Si mal no recuerdo, vi el anime de One Piece hasta el capítulo 195, que es el punto hasta el que había doblaje al español de España.
Ya por aquel entonces no me quedé con ganas de más. En algunos arcos, Luffy me parecía un personaje insoportable, y las tramas me parecían repetitivas. Hay un pirata que oprime un pueblo, llega Luffy, le da un puñetazo de goma y al siguiente destino. Tanto es así que no he vuelto a investigar si había más episodios doblados.
Pero qué le vamos a hacer. Uno tiene sus vicios. Por eso, cuando se estrenó la adaptación a imagen real en Netflix y (más importante aún) me llegaron titulares que no la destruían (como sí ocurría con otros intentos previos), me animé a verla.
Y me encontré con una serie, cuanto menos, correcta.
Hay personajes que provocan esa sensación de valle inquietante al verlos en un mundo más realista pero, superado ese bache, todo lo demás funciona sin problemas.
La serie toma los primeros arcos del anime y reordena los acontecimientos para que funcionen mejor en una temporada de pocos episodios pero con mayor duración. El espectador también se beneficia de un ritmo mucho más rápido que el del anime. Consigue, incluso, darle un clímax de tensión al final de temporada que le sienta muy bien.

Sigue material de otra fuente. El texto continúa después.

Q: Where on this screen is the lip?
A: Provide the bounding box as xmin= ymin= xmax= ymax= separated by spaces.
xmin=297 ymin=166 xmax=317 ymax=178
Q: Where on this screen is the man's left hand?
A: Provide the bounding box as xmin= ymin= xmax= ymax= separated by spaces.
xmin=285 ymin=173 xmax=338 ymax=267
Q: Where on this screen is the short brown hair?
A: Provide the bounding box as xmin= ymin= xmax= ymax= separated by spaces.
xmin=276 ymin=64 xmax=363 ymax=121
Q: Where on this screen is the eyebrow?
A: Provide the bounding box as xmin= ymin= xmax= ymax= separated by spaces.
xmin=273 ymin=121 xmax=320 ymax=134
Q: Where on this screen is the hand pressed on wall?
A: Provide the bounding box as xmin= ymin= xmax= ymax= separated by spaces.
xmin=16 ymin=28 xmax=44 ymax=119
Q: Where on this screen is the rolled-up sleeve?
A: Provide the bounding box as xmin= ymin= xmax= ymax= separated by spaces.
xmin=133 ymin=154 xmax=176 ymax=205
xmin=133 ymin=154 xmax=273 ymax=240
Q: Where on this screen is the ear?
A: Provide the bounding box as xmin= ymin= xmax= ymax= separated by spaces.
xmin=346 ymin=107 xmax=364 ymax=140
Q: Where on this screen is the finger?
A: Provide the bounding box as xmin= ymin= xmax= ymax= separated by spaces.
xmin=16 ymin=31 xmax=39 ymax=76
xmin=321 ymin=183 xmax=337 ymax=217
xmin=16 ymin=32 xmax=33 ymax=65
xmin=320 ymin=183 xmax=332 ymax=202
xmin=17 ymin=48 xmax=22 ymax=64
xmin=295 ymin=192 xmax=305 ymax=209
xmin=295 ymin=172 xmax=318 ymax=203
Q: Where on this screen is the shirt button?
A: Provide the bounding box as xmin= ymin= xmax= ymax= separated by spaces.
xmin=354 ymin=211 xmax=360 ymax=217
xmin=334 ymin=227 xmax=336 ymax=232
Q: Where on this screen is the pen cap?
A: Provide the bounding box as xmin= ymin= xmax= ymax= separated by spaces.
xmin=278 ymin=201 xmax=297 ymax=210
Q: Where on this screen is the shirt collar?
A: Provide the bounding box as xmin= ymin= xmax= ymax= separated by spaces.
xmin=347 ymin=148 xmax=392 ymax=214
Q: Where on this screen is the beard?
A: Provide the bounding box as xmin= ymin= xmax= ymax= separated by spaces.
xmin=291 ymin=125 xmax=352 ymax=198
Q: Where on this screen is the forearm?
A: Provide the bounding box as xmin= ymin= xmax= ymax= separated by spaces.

El acierto de la serie, en resumen, es concentrar varios arcos del anime en pocos episodios y hacerlo con tino. No sé si técnicamente es mejor o peor, pero sí diría que es efectiva. Es una serie agradable y entretenida, lo cual no es poco para una época de saturación de títulos.
En definitiva, una serie que puedo recomendar a cualquiera que tenga el mínimo interés por One Piece pero, como es mi caso, tenga una pereza horrible a retomar un anime que ya cuenta con más de mil episodios. Solo queda esperar a una segunda temporada.